Liability for Accidents Caused by Animals – Court of Appeal Test Case

24/11/2017


Winning compensation following an accident requires proof of negligence – but there are very rare exceptions to that rule and one of them concerns the legal liabilities of animal owners. In a Court of Appeal case, a motorist who was badly injured in a collision with a bullock won the right to damages from a farmer, although there had been no lack of care on the latter’s part.

The bullock had been bought at auction the day before the accident. It managed to jump a six-foot fence, despite weighing the best part of half a ton, and careered onto a trunk road about a mile and a half away. The animal died in the ensuing collision and the motorist’s car was severely damaged. There was no suggestion that he was in any way to blame for the accident, of which he had no memory due to traumatic amnesia, and his lawyers claimed £50,000 in damages on his behalf.

Following a trial, a judge cleared the farmer of negligence. He had followed the book in feeding and watering the bullock overnight before letting it out into the field. The fence was entirely appropriate and his care of the animal had been impeccable. There was nothing inherently dangerous about the bullock, which had shown surprising athleticism in jumping the fence.

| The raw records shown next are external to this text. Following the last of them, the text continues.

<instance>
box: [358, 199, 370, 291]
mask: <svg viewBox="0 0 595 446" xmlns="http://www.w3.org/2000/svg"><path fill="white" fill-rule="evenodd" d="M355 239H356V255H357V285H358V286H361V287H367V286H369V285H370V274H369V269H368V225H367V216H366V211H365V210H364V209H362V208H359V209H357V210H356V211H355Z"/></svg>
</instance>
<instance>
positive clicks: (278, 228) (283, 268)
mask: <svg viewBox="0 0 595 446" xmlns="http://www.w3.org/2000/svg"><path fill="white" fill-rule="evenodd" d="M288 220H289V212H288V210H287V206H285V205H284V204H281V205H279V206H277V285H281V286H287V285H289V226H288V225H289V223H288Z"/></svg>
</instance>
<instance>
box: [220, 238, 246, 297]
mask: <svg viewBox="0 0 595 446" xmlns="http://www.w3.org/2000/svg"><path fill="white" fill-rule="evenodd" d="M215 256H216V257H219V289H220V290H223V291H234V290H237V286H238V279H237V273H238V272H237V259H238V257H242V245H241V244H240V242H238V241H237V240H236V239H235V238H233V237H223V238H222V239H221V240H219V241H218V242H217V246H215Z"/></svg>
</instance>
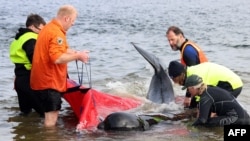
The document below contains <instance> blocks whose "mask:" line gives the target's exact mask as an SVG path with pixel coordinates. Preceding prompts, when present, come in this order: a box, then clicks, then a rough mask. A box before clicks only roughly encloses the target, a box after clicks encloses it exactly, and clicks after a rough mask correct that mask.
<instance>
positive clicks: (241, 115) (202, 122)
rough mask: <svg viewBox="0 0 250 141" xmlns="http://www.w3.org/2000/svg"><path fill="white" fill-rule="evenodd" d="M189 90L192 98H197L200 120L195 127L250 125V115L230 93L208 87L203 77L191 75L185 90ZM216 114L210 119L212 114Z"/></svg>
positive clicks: (222, 89)
mask: <svg viewBox="0 0 250 141" xmlns="http://www.w3.org/2000/svg"><path fill="white" fill-rule="evenodd" d="M186 88H188V91H189V92H190V94H191V97H197V99H200V100H199V103H198V109H199V111H198V113H199V114H198V118H197V120H196V121H195V122H194V123H193V124H192V125H193V126H198V125H204V126H224V125H231V124H237V125H249V124H250V117H249V115H248V113H247V112H246V111H245V110H244V109H243V108H242V106H241V105H240V104H239V103H238V102H237V100H236V99H235V97H234V96H233V95H231V94H230V93H229V92H228V91H226V90H224V89H222V88H219V87H216V86H207V85H206V84H205V83H204V82H203V80H202V78H201V77H199V76H198V75H194V74H193V75H191V76H189V77H188V78H187V79H186V82H185V84H184V87H183V89H186ZM212 112H213V113H216V115H215V116H214V117H210V115H211V113H212Z"/></svg>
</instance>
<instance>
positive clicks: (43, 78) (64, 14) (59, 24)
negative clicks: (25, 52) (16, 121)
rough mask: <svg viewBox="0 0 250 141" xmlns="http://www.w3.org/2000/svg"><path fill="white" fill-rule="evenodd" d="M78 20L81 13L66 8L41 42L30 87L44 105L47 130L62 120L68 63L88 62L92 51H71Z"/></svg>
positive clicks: (54, 20)
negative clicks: (70, 35) (71, 43)
mask: <svg viewBox="0 0 250 141" xmlns="http://www.w3.org/2000/svg"><path fill="white" fill-rule="evenodd" d="M76 17H77V11H76V9H75V8H74V7H73V6H71V5H63V6H62V7H60V8H59V10H58V12H57V16H56V17H55V18H54V19H52V20H51V21H50V22H49V23H48V24H47V25H46V26H44V28H43V29H42V30H41V31H40V33H39V35H38V38H37V42H36V46H35V51H34V57H33V62H32V69H31V79H30V83H31V88H32V89H33V90H35V92H36V94H37V95H38V97H39V98H40V100H41V102H42V105H43V108H44V111H45V120H44V125H45V126H46V127H51V126H55V124H56V122H57V119H58V114H59V110H60V109H61V103H62V101H61V92H64V91H66V89H67V85H66V84H67V63H68V62H70V61H74V60H80V61H82V62H84V63H86V62H87V61H88V51H81V52H79V51H74V50H72V49H70V48H69V45H68V42H67V39H66V32H67V30H68V29H69V28H70V27H71V26H73V25H74V23H75V20H76Z"/></svg>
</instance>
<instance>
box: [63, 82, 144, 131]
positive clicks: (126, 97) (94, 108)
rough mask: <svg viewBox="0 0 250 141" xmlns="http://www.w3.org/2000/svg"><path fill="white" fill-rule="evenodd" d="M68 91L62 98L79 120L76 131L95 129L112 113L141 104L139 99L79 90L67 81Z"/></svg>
mask: <svg viewBox="0 0 250 141" xmlns="http://www.w3.org/2000/svg"><path fill="white" fill-rule="evenodd" d="M67 88H68V91H67V92H66V93H64V94H63V98H64V99H65V100H66V101H67V102H68V103H69V105H70V106H71V108H72V110H73V111H74V113H75V115H76V116H77V118H78V119H79V123H78V125H77V130H83V129H90V128H96V127H97V125H98V124H99V122H100V121H101V119H104V118H105V117H106V116H107V115H109V114H110V113H112V112H117V111H125V110H129V109H133V108H136V107H138V106H140V105H141V104H142V101H140V100H139V99H134V98H128V97H119V96H115V95H111V94H107V93H103V92H100V91H97V90H94V89H92V88H81V87H80V86H79V84H77V83H76V82H75V81H73V80H70V79H68V81H67Z"/></svg>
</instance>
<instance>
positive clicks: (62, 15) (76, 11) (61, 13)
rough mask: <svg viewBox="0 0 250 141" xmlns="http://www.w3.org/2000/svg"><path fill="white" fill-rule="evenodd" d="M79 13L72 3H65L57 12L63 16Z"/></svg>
mask: <svg viewBox="0 0 250 141" xmlns="http://www.w3.org/2000/svg"><path fill="white" fill-rule="evenodd" d="M74 14H77V11H76V9H75V7H74V6H72V5H63V6H61V7H60V8H59V10H58V12H57V16H58V17H63V16H70V15H74Z"/></svg>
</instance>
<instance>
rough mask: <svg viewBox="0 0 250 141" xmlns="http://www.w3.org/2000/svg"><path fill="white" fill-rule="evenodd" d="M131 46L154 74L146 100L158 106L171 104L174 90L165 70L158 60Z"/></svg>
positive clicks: (173, 95) (147, 53) (136, 48)
mask: <svg viewBox="0 0 250 141" xmlns="http://www.w3.org/2000/svg"><path fill="white" fill-rule="evenodd" d="M132 45H133V46H134V47H135V49H136V50H137V51H138V52H139V53H140V54H141V55H142V56H143V57H144V58H145V59H146V60H147V61H148V62H149V63H150V64H151V65H152V67H153V68H154V72H155V74H154V75H153V77H152V79H151V83H150V86H149V89H148V93H147V99H149V100H150V101H152V102H155V103H159V104H161V103H169V102H173V101H174V90H173V86H172V82H171V80H170V78H169V76H168V74H167V73H166V71H165V70H166V68H164V67H163V66H164V65H162V64H161V63H160V60H159V58H157V57H156V56H155V55H153V54H151V53H148V52H147V51H145V50H143V49H142V48H140V47H138V46H136V45H135V44H134V43H132Z"/></svg>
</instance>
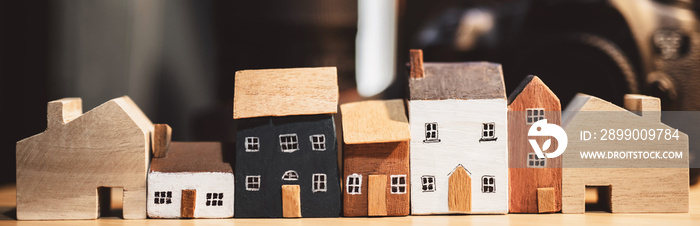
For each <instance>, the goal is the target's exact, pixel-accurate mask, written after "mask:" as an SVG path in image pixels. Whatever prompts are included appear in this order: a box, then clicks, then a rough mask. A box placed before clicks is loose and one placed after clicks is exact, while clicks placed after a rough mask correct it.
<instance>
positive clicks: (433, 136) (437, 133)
mask: <svg viewBox="0 0 700 226" xmlns="http://www.w3.org/2000/svg"><path fill="white" fill-rule="evenodd" d="M424 129H425V140H423V143H437V142H440V138H439V135H440V134H439V133H438V124H437V122H427V123H425V126H424Z"/></svg>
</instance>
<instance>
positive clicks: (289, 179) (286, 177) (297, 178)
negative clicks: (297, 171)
mask: <svg viewBox="0 0 700 226" xmlns="http://www.w3.org/2000/svg"><path fill="white" fill-rule="evenodd" d="M282 180H288V181H295V180H299V174H298V173H297V171H294V170H287V171H285V172H284V174H282Z"/></svg>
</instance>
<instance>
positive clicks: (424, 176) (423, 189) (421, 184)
mask: <svg viewBox="0 0 700 226" xmlns="http://www.w3.org/2000/svg"><path fill="white" fill-rule="evenodd" d="M420 181H421V190H423V192H434V191H435V176H433V175H423V176H422V177H420ZM430 186H432V187H433V188H432V189H430Z"/></svg>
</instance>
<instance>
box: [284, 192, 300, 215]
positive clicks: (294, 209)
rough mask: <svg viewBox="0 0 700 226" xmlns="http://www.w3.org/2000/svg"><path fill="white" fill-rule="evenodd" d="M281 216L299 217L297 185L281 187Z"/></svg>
mask: <svg viewBox="0 0 700 226" xmlns="http://www.w3.org/2000/svg"><path fill="white" fill-rule="evenodd" d="M282 215H283V216H284V217H301V199H300V197H299V185H288V184H286V185H282Z"/></svg>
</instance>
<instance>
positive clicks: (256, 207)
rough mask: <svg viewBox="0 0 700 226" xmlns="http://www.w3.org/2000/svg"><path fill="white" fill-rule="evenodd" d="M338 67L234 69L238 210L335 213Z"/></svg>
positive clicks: (247, 211)
mask: <svg viewBox="0 0 700 226" xmlns="http://www.w3.org/2000/svg"><path fill="white" fill-rule="evenodd" d="M337 105H338V82H337V72H336V68H335V67H323V68H293V69H268V70H244V71H238V72H236V79H235V89H234V107H233V118H234V119H236V120H237V123H238V131H237V134H236V135H237V138H236V165H235V170H234V173H235V181H236V184H235V192H236V193H235V194H236V195H235V208H234V209H235V214H234V215H235V217H302V216H303V217H338V216H339V215H340V210H341V205H340V182H339V180H338V162H337V143H336V134H335V124H334V121H333V114H334V113H336V111H337Z"/></svg>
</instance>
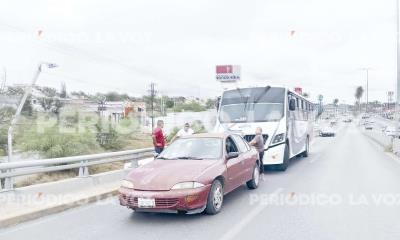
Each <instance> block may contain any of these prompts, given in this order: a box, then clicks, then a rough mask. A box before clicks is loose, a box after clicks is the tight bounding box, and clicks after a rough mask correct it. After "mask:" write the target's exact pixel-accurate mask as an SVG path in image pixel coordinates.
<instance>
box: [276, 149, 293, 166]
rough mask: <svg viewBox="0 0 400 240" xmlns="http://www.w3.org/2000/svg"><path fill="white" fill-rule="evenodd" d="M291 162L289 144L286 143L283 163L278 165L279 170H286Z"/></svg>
mask: <svg viewBox="0 0 400 240" xmlns="http://www.w3.org/2000/svg"><path fill="white" fill-rule="evenodd" d="M289 162H290V159H289V145H287V144H286V145H285V152H284V155H283V163H282V164H278V165H277V166H276V169H277V170H279V171H286V169H287V167H288V166H289Z"/></svg>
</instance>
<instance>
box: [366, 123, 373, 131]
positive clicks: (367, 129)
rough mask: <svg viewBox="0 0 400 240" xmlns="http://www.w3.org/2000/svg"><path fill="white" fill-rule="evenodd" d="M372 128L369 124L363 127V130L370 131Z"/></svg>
mask: <svg viewBox="0 0 400 240" xmlns="http://www.w3.org/2000/svg"><path fill="white" fill-rule="evenodd" d="M373 128H374V127H373V126H372V125H370V124H366V125H365V130H372V129H373Z"/></svg>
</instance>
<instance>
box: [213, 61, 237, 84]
mask: <svg viewBox="0 0 400 240" xmlns="http://www.w3.org/2000/svg"><path fill="white" fill-rule="evenodd" d="M215 70H216V79H217V81H219V82H236V81H239V80H240V66H239V65H217V66H216V69H215Z"/></svg>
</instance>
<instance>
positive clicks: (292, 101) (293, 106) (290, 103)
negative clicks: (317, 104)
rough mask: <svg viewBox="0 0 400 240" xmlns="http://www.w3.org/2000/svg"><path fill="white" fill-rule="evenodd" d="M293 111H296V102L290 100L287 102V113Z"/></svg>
mask: <svg viewBox="0 0 400 240" xmlns="http://www.w3.org/2000/svg"><path fill="white" fill-rule="evenodd" d="M294 110H296V100H295V99H290V100H289V111H294Z"/></svg>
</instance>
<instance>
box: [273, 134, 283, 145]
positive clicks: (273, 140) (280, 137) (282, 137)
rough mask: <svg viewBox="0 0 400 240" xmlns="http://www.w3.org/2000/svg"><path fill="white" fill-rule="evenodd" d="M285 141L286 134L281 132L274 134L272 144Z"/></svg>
mask: <svg viewBox="0 0 400 240" xmlns="http://www.w3.org/2000/svg"><path fill="white" fill-rule="evenodd" d="M283 141H285V134H284V133H280V134H277V135H275V136H274V139H272V144H276V143H280V142H283Z"/></svg>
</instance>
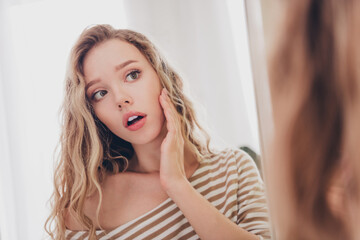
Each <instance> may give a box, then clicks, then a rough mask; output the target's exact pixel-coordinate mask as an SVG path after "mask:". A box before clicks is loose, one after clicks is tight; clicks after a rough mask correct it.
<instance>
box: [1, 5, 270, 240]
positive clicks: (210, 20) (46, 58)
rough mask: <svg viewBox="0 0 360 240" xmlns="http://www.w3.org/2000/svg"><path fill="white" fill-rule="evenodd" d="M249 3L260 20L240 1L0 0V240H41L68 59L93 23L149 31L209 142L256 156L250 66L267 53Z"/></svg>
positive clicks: (253, 98) (152, 37)
mask: <svg viewBox="0 0 360 240" xmlns="http://www.w3.org/2000/svg"><path fill="white" fill-rule="evenodd" d="M264 2H266V1H264ZM252 4H255V5H256V6H253V8H252V10H251V11H255V12H256V13H257V15H256V19H257V20H256V21H255V20H254V19H253V20H252V19H251V18H249V17H254V16H249V13H248V14H246V12H247V11H248V12H249V7H248V8H247V6H246V4H245V1H244V0H226V1H223V0H196V1H194V0H181V1H180V0H171V1H169V0H151V1H148V0H107V1H95V0H86V1H85V0H76V1H70V0H64V1H54V0H41V1H40V0H2V1H0V36H1V37H0V53H1V54H0V134H1V135H0V162H1V167H0V239H2V240H12V239H14V240H15V239H16V240H17V239H44V238H45V237H46V235H45V232H44V228H43V225H44V222H45V220H46V218H47V216H48V214H49V209H50V206H49V204H48V202H47V201H48V199H49V197H50V195H51V193H52V188H53V185H52V182H53V180H52V173H53V162H54V150H55V148H56V146H57V142H58V138H59V134H60V129H59V127H60V118H59V107H60V105H61V102H62V97H63V82H64V76H65V71H66V63H67V58H68V55H69V52H70V49H71V47H72V45H73V44H74V42H75V41H76V39H77V38H78V36H79V35H80V33H81V32H82V31H83V30H84V28H86V27H88V26H90V25H93V24H100V23H107V24H111V25H112V26H114V27H116V28H129V29H132V30H135V31H139V32H141V33H143V34H145V35H146V36H147V37H148V38H149V39H150V40H151V41H153V42H154V43H155V45H156V46H157V47H158V48H159V49H160V50H161V52H162V53H163V55H165V57H166V58H167V60H168V61H169V63H170V64H171V65H172V66H173V67H174V68H175V69H177V71H178V72H179V74H180V75H181V76H182V78H183V79H184V81H185V86H186V91H187V93H188V94H189V95H190V96H191V97H192V99H193V100H194V101H195V102H196V107H197V110H198V112H199V114H200V118H201V119H202V122H204V123H205V124H206V125H207V127H208V129H209V131H210V135H211V136H212V139H213V145H214V146H219V147H224V146H235V147H240V146H246V147H249V148H251V149H253V150H254V151H255V152H256V153H260V145H261V144H260V141H259V125H258V114H257V109H256V101H255V99H257V101H258V102H264V104H265V103H266V102H268V101H269V99H268V98H262V97H261V94H259V91H260V92H261V91H262V90H257V93H258V94H257V95H258V96H257V97H256V95H255V91H254V79H255V80H256V79H258V80H256V81H257V82H255V86H256V88H263V87H264V86H265V88H266V84H265V85H264V84H263V83H264V82H263V81H261V79H262V80H264V79H265V78H266V74H265V75H264V73H262V74H259V73H260V72H261V71H263V72H266V71H264V69H261V66H262V65H258V66H257V67H256V66H253V65H254V62H255V63H256V62H258V61H259V59H260V61H262V60H264V59H262V60H261V58H263V56H264V52H263V51H264V50H263V48H259V46H261V42H260V45H259V43H257V42H256V41H255V40H254V39H257V38H259V36H261V37H262V32H261V30H262V24H263V22H261V21H258V20H259V19H260V20H261V8H259V6H260V5H259V4H260V1H258V0H252ZM246 9H248V10H246ZM265 15H266V14H265ZM259 16H260V18H259ZM249 23H251V24H250V25H251V28H252V30H251V29H250V30H251V31H249V29H248V26H250V25H249ZM255 28H256V29H257V31H255V32H254V29H255ZM259 31H260V32H259ZM259 34H260V35H259ZM249 39H250V41H252V42H250V43H249ZM260 40H262V38H261V39H260ZM262 41H263V40H262ZM250 49H251V52H252V55H250ZM254 51H255V52H257V54H255V55H254ZM252 63H253V64H252ZM259 67H260V68H259ZM265 105H266V104H265ZM261 112H262V111H261V109H260V113H261ZM260 118H261V116H260ZM261 119H265V120H264V121H266V118H264V117H262V118H261ZM264 124H265V123H261V121H260V127H261V126H262V125H264Z"/></svg>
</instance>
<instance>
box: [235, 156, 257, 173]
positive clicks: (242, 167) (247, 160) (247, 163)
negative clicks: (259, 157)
mask: <svg viewBox="0 0 360 240" xmlns="http://www.w3.org/2000/svg"><path fill="white" fill-rule="evenodd" d="M238 161H239V163H238V166H237V167H238V169H239V171H241V172H244V169H245V168H244V167H245V165H249V164H250V168H255V166H254V165H255V163H254V161H253V160H251V159H248V158H245V159H238ZM246 168H247V167H246Z"/></svg>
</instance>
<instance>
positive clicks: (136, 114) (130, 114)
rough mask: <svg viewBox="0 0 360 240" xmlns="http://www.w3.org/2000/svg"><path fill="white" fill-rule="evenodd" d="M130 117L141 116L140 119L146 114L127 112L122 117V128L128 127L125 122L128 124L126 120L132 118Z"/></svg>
mask: <svg viewBox="0 0 360 240" xmlns="http://www.w3.org/2000/svg"><path fill="white" fill-rule="evenodd" d="M132 116H142V117H146V114H145V113H142V112H127V113H125V114H124V115H123V125H124V127H126V128H127V127H128V125H127V122H128V119H129V117H132Z"/></svg>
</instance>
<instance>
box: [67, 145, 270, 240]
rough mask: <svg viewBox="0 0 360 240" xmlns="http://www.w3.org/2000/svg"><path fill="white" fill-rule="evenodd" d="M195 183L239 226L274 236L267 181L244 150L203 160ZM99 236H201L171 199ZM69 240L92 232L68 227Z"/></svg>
mask: <svg viewBox="0 0 360 240" xmlns="http://www.w3.org/2000/svg"><path fill="white" fill-rule="evenodd" d="M189 182H190V183H191V185H192V186H193V187H194V188H195V189H196V190H197V191H198V192H199V193H200V194H202V195H203V196H204V197H205V198H206V199H207V200H208V201H209V202H210V203H211V204H213V205H214V206H215V207H216V208H217V209H218V210H219V211H220V212H221V213H222V214H223V215H225V216H226V217H227V218H229V219H230V220H231V221H233V222H234V223H236V224H237V225H238V226H239V227H241V228H243V229H245V230H247V231H249V232H251V233H253V234H255V235H257V236H258V237H259V239H270V229H269V228H270V227H269V226H270V225H269V222H268V220H269V219H268V211H267V205H266V199H265V194H264V184H263V182H262V180H261V178H260V175H259V171H258V170H257V168H256V165H255V163H254V161H253V160H252V159H251V158H250V157H249V156H248V155H247V154H246V153H245V152H243V151H241V150H238V149H225V150H223V151H221V152H219V153H217V154H216V155H215V156H214V157H212V158H210V159H206V160H203V161H202V162H201V163H200V165H199V167H198V169H197V170H196V171H195V172H194V174H193V175H192V176H191V177H190V178H189ZM96 235H97V239H101V240H105V239H200V238H199V236H198V235H197V234H196V232H195V231H194V229H193V228H192V226H191V225H190V223H189V222H188V220H187V219H186V218H185V216H184V215H183V214H182V212H181V211H180V209H179V208H178V207H177V206H176V204H175V203H174V202H173V201H172V200H171V199H170V198H168V199H167V200H165V201H164V202H162V203H161V204H160V205H158V206H157V207H155V208H154V209H152V210H151V211H149V212H147V213H146V214H143V215H142V216H140V217H137V218H136V219H134V220H131V221H129V222H127V223H125V224H123V225H121V226H119V227H117V228H115V229H113V230H111V231H105V230H98V231H96ZM66 239H68V240H74V239H88V231H71V230H66Z"/></svg>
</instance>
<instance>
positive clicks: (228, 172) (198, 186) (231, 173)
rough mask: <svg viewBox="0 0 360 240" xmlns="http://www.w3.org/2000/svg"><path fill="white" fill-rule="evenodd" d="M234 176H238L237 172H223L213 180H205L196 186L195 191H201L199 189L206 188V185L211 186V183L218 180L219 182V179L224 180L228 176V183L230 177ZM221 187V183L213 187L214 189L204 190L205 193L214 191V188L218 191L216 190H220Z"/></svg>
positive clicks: (215, 177) (195, 185) (226, 171)
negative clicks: (200, 188)
mask: <svg viewBox="0 0 360 240" xmlns="http://www.w3.org/2000/svg"><path fill="white" fill-rule="evenodd" d="M234 174H236V175H237V172H236V170H231V171H226V172H221V173H219V174H218V175H217V176H213V177H211V178H207V179H204V180H203V181H202V182H200V183H198V184H196V185H195V186H194V188H195V189H199V188H201V187H203V186H206V185H207V184H209V183H210V182H213V181H216V180H218V179H220V178H223V177H224V176H225V175H226V180H225V181H224V182H227V181H228V179H229V177H233V175H234ZM219 185H221V183H218V184H217V185H215V186H212V187H210V188H208V189H207V190H204V191H203V192H205V191H209V190H212V189H214V188H215V189H216V188H218V186H219ZM203 195H205V194H203Z"/></svg>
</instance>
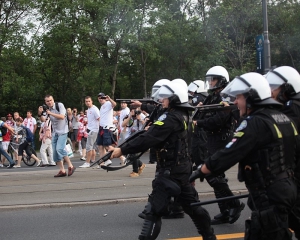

The farmer had died since the accident, but his estate was found liable to compensate the motorist under the Animals Act 1971. That was on the basis that the damage caused was of a kind that such a large animal was likely to cause unless restrained. As an experienced beef farmer, he would have been aware that cattle of the breed concerned tended to behave wholly unpredictably when frightened. The amount of the motorist’s compensation remains to be assessed.